# Fujistar HD LCD TV sound problem



## shukry (Sep 8, 2015)

Hi to you all
Hi, I was surfing the net looking for a solution to my problem, and I came across this Forum, so here is my question:
my Fujistar HD LCD TV sometimes has a sound but most of the time it hasent
i tested the speakers with 1.5v battery they work and AV out works only when HDMI cable is connected between the TV an the receiver so i think the problem from the board but which part i don't know ,, any one can guide me please


----------



## WereBo (Apr 5, 2008)

Hi shukry and welcome to TSF :wave:

What model is the TV? - Have to checked through the TV's On-Screen-Display's audio settings?


----------



## shukry (Sep 8, 2015)

Thanks for your passing
the model is ( A22LC35T )

the sound disappears suddenly while it was working


----------



## shukry (Sep 8, 2015)

this is the board picture where the speaker wires come out


----------



## WereBo (Apr 5, 2008)

I can't find any trace of either 'Fujistar' or 'A22LC35T' TVs anywhere on the internet, apart from your question here.

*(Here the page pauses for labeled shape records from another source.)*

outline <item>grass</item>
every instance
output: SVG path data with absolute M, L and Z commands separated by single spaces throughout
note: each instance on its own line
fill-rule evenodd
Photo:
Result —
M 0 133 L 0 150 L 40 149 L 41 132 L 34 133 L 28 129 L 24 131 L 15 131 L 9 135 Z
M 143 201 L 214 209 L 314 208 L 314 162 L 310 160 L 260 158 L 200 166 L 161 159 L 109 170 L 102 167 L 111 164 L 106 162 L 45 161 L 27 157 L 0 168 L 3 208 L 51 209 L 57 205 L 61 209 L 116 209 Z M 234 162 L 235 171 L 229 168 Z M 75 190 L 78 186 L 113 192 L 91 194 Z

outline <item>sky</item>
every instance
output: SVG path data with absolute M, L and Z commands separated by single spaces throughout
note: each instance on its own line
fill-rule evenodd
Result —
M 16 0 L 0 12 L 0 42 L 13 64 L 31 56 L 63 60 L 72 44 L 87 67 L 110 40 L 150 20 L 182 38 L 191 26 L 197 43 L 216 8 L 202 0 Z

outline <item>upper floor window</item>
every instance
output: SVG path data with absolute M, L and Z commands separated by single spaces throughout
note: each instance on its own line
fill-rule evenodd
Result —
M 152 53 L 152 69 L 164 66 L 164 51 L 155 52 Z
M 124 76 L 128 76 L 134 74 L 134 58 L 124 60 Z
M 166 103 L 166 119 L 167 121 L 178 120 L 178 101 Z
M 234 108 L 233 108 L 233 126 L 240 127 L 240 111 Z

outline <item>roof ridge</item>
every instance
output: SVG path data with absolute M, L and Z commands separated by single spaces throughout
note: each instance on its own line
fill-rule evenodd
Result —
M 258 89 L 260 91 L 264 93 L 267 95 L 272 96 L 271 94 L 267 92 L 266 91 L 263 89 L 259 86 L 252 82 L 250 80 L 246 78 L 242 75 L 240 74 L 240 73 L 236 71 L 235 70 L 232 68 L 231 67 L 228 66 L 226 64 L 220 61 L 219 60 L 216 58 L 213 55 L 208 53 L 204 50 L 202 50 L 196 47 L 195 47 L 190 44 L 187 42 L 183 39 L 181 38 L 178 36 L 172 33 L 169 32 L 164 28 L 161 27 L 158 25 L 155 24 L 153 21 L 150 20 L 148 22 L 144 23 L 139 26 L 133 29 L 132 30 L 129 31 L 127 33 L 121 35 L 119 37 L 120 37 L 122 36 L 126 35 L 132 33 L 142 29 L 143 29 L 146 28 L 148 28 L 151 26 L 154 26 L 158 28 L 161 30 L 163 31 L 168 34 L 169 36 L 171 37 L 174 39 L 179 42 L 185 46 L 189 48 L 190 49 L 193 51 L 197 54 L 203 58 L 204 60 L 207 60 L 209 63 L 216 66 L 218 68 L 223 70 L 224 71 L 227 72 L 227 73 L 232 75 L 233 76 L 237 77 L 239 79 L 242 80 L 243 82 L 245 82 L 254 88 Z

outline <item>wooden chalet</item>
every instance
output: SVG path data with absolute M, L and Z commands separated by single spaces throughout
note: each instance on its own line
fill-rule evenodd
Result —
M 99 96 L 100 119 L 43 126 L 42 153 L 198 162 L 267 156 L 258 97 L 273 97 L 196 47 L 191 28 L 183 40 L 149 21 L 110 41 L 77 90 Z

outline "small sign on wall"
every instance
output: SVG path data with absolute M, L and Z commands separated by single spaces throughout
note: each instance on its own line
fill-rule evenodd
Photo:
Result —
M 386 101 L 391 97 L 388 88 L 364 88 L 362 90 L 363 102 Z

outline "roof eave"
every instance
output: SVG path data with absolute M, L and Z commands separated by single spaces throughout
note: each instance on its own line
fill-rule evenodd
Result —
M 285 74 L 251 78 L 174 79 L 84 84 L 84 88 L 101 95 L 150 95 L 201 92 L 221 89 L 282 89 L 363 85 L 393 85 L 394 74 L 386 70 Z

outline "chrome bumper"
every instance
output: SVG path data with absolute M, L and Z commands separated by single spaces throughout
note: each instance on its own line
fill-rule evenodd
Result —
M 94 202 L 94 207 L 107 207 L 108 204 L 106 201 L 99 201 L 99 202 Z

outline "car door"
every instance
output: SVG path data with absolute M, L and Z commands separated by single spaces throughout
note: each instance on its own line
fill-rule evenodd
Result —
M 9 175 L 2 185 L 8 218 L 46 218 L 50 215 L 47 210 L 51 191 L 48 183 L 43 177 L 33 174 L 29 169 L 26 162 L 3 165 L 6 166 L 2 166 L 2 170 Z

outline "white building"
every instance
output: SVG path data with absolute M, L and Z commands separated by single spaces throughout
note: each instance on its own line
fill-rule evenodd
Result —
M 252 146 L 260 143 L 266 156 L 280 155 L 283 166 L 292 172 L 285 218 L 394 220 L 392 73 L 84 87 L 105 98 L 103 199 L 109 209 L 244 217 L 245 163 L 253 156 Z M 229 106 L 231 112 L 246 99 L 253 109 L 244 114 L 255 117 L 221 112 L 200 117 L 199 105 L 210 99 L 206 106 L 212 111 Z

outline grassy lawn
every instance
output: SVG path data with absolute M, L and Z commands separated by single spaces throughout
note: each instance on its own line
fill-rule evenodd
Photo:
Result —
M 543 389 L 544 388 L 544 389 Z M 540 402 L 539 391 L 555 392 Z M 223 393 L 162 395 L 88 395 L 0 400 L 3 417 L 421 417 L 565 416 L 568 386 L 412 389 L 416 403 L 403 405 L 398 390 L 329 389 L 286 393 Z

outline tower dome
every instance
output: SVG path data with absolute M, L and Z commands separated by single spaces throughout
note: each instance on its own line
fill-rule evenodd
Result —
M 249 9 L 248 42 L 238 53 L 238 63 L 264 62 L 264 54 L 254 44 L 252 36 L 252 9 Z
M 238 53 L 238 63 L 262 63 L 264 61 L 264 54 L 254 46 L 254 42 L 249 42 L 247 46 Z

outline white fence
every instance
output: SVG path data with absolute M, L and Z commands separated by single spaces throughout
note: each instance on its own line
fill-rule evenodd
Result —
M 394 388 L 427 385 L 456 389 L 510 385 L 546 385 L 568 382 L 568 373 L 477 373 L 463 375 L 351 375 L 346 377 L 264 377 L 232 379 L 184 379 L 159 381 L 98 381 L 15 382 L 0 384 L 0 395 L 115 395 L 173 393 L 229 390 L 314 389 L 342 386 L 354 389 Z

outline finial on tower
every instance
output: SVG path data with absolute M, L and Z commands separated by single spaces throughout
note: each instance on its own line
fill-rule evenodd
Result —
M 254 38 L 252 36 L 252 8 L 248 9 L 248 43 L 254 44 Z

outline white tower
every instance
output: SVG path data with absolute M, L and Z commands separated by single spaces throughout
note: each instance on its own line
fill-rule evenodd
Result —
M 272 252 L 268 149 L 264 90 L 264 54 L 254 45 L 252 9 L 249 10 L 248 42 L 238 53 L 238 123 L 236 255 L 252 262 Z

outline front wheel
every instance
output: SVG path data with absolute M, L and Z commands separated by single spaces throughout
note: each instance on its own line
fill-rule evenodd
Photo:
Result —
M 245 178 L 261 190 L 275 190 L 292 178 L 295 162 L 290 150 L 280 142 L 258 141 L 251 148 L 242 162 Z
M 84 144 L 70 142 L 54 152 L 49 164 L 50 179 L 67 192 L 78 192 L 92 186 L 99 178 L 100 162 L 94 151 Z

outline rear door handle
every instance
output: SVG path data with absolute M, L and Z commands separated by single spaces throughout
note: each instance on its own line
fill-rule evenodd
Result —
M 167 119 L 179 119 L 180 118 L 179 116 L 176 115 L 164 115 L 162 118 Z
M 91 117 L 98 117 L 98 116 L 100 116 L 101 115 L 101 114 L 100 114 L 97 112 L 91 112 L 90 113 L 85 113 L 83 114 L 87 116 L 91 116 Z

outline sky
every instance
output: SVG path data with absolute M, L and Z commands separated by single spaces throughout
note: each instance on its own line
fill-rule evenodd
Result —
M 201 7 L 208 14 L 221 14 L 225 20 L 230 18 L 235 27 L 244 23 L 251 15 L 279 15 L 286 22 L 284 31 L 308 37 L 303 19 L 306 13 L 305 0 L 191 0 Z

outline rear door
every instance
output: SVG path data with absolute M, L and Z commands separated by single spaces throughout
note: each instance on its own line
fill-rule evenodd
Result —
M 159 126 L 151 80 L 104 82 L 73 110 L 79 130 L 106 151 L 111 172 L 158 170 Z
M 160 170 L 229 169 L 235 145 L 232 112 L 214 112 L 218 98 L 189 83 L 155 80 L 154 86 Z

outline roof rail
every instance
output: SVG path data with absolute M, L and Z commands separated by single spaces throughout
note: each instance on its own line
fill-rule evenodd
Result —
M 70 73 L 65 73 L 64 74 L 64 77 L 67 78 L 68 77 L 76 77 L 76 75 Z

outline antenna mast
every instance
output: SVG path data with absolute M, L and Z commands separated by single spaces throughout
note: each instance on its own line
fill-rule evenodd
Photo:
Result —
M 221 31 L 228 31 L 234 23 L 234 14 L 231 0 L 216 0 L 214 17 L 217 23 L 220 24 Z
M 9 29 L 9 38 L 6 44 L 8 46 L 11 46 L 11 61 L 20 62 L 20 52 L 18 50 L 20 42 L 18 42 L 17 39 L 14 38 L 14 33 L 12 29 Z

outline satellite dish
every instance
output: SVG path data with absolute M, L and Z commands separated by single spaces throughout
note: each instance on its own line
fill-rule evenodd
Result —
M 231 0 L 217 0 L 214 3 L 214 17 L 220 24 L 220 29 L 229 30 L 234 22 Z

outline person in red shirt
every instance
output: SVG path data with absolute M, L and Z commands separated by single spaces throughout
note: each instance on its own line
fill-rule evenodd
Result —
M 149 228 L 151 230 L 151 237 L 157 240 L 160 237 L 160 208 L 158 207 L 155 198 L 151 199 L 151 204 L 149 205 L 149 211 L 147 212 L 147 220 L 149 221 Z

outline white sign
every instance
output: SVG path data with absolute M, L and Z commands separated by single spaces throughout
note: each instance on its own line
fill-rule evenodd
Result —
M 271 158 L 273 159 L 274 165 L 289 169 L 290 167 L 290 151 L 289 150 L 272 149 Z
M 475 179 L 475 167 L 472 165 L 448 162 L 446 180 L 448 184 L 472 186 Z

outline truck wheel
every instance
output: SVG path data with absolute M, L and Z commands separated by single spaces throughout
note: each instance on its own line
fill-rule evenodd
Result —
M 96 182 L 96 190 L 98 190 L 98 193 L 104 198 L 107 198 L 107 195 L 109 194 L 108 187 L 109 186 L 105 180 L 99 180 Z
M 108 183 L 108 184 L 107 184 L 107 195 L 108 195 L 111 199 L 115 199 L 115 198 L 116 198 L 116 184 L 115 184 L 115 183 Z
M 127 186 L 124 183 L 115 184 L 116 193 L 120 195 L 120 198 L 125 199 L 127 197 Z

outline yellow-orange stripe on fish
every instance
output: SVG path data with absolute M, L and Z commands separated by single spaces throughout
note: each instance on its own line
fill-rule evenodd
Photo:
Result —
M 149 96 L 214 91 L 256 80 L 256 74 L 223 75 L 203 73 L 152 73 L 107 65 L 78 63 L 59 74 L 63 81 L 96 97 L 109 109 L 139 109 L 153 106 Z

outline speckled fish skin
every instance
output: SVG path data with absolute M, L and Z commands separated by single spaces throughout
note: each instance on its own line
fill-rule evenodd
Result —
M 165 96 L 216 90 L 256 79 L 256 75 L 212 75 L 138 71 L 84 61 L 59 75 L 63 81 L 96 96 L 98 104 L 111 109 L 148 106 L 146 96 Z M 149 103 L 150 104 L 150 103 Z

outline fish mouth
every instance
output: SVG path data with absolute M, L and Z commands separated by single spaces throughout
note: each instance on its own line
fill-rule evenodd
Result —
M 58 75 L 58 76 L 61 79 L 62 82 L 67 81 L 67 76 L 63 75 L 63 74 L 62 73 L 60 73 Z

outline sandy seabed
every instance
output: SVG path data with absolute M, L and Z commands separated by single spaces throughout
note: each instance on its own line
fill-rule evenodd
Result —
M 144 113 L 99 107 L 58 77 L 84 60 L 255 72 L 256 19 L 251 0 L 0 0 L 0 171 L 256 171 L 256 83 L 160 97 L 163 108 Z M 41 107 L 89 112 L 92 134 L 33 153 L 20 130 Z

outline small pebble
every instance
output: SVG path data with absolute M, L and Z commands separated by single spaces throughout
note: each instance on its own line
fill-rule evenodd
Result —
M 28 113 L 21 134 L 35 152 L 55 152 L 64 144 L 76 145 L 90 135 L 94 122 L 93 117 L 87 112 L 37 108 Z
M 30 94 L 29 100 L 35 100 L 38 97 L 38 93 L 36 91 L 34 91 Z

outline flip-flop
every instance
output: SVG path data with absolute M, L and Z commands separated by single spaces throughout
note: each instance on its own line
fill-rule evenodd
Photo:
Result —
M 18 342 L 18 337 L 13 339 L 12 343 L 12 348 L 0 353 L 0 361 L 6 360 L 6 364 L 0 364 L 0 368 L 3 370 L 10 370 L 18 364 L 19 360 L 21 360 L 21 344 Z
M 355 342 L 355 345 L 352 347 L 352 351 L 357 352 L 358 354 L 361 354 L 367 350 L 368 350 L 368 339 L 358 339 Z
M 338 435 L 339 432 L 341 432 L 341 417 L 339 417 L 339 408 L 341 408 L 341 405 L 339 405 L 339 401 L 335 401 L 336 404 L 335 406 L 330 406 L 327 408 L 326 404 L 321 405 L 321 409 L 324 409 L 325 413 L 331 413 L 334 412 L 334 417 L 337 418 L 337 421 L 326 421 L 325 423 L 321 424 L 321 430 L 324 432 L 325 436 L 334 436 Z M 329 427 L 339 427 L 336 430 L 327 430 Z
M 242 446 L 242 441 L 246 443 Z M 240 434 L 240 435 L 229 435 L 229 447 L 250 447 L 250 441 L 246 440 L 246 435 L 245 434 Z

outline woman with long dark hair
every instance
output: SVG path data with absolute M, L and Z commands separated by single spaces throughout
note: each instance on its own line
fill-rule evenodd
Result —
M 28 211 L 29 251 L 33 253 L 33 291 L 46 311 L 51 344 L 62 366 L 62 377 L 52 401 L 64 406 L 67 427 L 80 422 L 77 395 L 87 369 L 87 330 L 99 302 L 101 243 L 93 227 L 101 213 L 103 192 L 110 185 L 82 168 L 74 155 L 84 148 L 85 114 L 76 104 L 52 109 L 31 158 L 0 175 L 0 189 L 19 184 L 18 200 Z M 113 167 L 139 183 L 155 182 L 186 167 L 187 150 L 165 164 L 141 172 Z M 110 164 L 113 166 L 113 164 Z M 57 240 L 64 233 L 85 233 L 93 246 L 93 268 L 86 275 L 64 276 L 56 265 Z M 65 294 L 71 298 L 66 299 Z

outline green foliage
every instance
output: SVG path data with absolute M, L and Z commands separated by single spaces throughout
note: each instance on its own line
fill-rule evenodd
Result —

Looking at your photo, there's a suspicious-looking component slightly above the red oval marker you drew. There's 2 capacitors in a diagonal column next to the speaker-port (black cylinders with an engraved 'X' on top) and possibly a burnt-out capacitor in-between them.

If that capacitor is damaged, you'll need to replace it with an identical value one. The replacement can be a higher rated voltage, it's just the 'µF' (micro-farad) that must be identical.

If/when replacing the component, special care must be taken when soldering. The main board is multi-layered, with the copper-tracks sandwiched in between. You'll need to ensure the solder is melted all the way through, to remove the component without damaging the tracks underneath, but not too hot to damage nearby components - Very tricky to get it right first time :sigh:


----------



## shukry (Sep 8, 2015)

thank you for your replay
i'll try to fix it
:flowers::flowers::flowers::flowers::flowers:


----------



## WereBo (Apr 5, 2008)

You're welcome and good luck :thumb: - Let us know how you get on with it :wink:


----------



## shukry (Sep 8, 2015)

by the way it's not a burnt-out capacitor , just a deferent type


----------



## WereBo (Apr 5, 2008)

Aahh, I was just going by the photo, it looked strange in comparison to the other caps.

In that case, I'm out of ideas for it. You could try a very close examination of the various components and circuit-board, looking for heat-discolouration marks but, without the circuit-schematics it's near impossible to know what any burnt components are.

It's impossible to test the components too, without the schematics to inform you what the voltages/frequencies should be, assuming you had the various bits of test equipment (HF oscilloscopes etc.).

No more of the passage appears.